赤橙とは、以下のイメージを持った色です。
「情熱的」「暖かい」「積極的」「パワフル」「エネルギッシュ」「力強い」
「実り」「繁栄」「成熟」「大人っぽい」「妖艶」「あでやか」
「晩年」「盛者必衰」「勢いを失う」「憂鬱」「落ち込む」「落ち目」「残照」「斜陽」「秋」
上のほうに書いたポジティブなイメージが、後半の黄昏のイメージの前振りにしかなっていないという……。ひとまず、落ちぶれたということは全盛期があったというわけで、「繁栄」を経験はしているのでしょう。それがいきすぎて、赤橙の個性が強く強調されると、落ちぶれるというわけですね。こうしてみると、諸行無常を表している色のように思えてきます。一度ピークに到達したり頂点を取ると、後は転げ落ちるだけですからね。

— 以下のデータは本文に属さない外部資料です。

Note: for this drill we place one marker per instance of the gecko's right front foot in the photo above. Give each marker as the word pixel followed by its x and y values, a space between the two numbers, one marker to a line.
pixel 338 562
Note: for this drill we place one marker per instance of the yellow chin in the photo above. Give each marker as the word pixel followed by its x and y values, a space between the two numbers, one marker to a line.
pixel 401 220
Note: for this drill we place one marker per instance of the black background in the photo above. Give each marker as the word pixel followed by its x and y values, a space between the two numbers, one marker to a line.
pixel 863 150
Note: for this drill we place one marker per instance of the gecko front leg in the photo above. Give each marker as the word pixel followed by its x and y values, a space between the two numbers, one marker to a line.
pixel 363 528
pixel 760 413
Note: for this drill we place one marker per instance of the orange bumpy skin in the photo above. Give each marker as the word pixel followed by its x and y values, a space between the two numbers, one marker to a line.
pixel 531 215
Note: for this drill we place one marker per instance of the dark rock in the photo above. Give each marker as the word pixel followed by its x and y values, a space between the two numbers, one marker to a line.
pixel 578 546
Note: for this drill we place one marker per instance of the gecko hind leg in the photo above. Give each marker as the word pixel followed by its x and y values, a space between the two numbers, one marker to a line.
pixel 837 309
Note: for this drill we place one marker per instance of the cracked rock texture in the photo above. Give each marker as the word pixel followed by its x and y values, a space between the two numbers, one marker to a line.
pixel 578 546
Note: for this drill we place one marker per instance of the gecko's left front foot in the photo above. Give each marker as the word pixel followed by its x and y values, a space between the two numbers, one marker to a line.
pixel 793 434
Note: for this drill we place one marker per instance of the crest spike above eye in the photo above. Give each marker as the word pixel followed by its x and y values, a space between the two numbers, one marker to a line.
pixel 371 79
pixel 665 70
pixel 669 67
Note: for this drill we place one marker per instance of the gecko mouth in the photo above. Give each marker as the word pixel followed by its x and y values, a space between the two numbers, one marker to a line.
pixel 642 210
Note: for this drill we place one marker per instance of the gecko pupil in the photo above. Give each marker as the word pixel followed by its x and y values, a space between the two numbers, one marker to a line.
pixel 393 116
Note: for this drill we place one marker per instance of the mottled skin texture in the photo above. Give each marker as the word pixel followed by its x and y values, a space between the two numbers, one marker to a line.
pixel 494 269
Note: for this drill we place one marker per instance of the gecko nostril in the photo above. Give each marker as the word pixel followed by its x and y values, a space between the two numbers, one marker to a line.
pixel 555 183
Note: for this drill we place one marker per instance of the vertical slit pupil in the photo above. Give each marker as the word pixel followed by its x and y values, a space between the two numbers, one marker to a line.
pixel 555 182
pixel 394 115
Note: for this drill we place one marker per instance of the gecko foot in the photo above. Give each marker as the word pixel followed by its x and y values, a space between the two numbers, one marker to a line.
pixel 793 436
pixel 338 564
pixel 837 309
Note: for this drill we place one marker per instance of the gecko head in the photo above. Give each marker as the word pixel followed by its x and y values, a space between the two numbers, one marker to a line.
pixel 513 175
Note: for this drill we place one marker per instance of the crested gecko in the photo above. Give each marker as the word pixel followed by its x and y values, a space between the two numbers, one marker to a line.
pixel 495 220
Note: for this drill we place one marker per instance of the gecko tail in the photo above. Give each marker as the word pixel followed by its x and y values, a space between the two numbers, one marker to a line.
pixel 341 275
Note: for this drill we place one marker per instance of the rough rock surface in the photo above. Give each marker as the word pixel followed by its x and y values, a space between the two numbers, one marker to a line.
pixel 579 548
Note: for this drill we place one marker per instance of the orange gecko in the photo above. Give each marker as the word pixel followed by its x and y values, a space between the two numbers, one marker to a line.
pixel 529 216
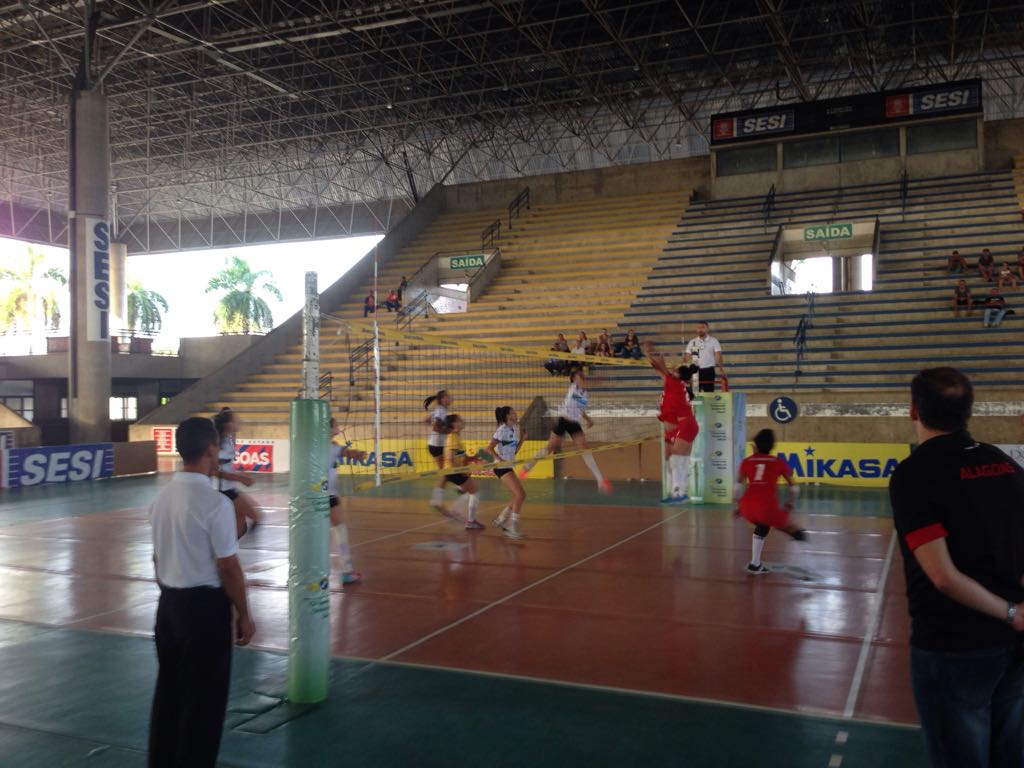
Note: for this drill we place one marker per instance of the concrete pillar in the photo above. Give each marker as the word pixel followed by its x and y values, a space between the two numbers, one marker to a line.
pixel 89 240
pixel 119 290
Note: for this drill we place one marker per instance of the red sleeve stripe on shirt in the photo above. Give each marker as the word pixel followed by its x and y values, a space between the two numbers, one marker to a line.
pixel 923 536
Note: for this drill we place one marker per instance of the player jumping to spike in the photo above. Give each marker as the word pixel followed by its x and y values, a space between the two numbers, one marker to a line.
pixel 573 411
pixel 680 425
pixel 759 504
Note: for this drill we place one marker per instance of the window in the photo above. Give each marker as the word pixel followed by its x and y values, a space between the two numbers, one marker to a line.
pixel 745 160
pixel 869 144
pixel 124 409
pixel 822 151
pixel 958 134
pixel 24 407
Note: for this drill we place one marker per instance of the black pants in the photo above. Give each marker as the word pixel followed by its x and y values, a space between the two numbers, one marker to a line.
pixel 706 379
pixel 194 648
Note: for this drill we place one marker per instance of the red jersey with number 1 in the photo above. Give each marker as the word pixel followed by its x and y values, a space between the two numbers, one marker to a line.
pixel 762 472
pixel 675 404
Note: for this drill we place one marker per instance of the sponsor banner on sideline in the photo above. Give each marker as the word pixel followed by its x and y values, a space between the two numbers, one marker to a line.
pixel 399 457
pixel 852 464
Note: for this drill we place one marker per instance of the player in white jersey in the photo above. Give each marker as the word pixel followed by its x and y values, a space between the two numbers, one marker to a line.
pixel 226 481
pixel 339 530
pixel 435 442
pixel 571 413
pixel 505 444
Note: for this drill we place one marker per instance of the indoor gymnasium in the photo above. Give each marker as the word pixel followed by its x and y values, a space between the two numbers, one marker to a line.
pixel 445 383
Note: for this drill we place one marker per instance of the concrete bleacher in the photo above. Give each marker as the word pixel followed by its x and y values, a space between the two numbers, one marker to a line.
pixel 716 267
pixel 580 262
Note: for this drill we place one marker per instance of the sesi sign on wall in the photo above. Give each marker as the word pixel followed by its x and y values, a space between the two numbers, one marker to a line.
pixel 754 125
pixel 97 239
pixel 35 466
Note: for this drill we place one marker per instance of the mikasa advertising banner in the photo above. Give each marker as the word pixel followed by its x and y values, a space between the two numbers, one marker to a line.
pixel 853 464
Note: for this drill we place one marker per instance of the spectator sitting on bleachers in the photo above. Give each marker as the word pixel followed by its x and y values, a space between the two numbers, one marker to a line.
pixel 556 365
pixel 962 298
pixel 582 345
pixel 1007 276
pixel 630 347
pixel 985 262
pixel 955 262
pixel 995 309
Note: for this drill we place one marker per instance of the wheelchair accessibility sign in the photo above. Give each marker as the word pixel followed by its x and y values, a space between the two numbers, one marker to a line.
pixel 782 410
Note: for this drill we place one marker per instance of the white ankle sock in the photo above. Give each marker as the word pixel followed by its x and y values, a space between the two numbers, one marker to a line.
pixel 757 547
pixel 343 549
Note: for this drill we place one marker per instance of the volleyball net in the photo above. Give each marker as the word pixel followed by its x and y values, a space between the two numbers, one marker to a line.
pixel 385 416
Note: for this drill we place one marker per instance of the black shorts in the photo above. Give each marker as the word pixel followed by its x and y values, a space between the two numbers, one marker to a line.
pixel 563 425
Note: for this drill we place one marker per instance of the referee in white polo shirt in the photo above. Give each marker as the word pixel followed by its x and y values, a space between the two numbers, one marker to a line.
pixel 196 556
pixel 705 350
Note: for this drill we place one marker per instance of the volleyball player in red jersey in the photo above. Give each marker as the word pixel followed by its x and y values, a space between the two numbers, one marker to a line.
pixel 680 425
pixel 759 504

いやー、橙という字を使っているのが悪いですよ。もともと、ネガティブな象徴を抱えているカラーですので。オレンジレッドだと、また違った意味になるでしょう。具体的にどうなるかと聞かれますと、そうですね……。赤とオレンジの持つ印象を、ポジティブな部分だけ組み合わせた感じでしょうか。
「情熱的」「積極的」「明るい」「健康的」「フレッシュ」「熟成」「華やぎ」「ジューシー」「元気」「好奇心」etc……あとは、「強引」「自分勝手」「競争意識」などですね。
使い方は朱色という色を文章に出したくない場合におすすめします。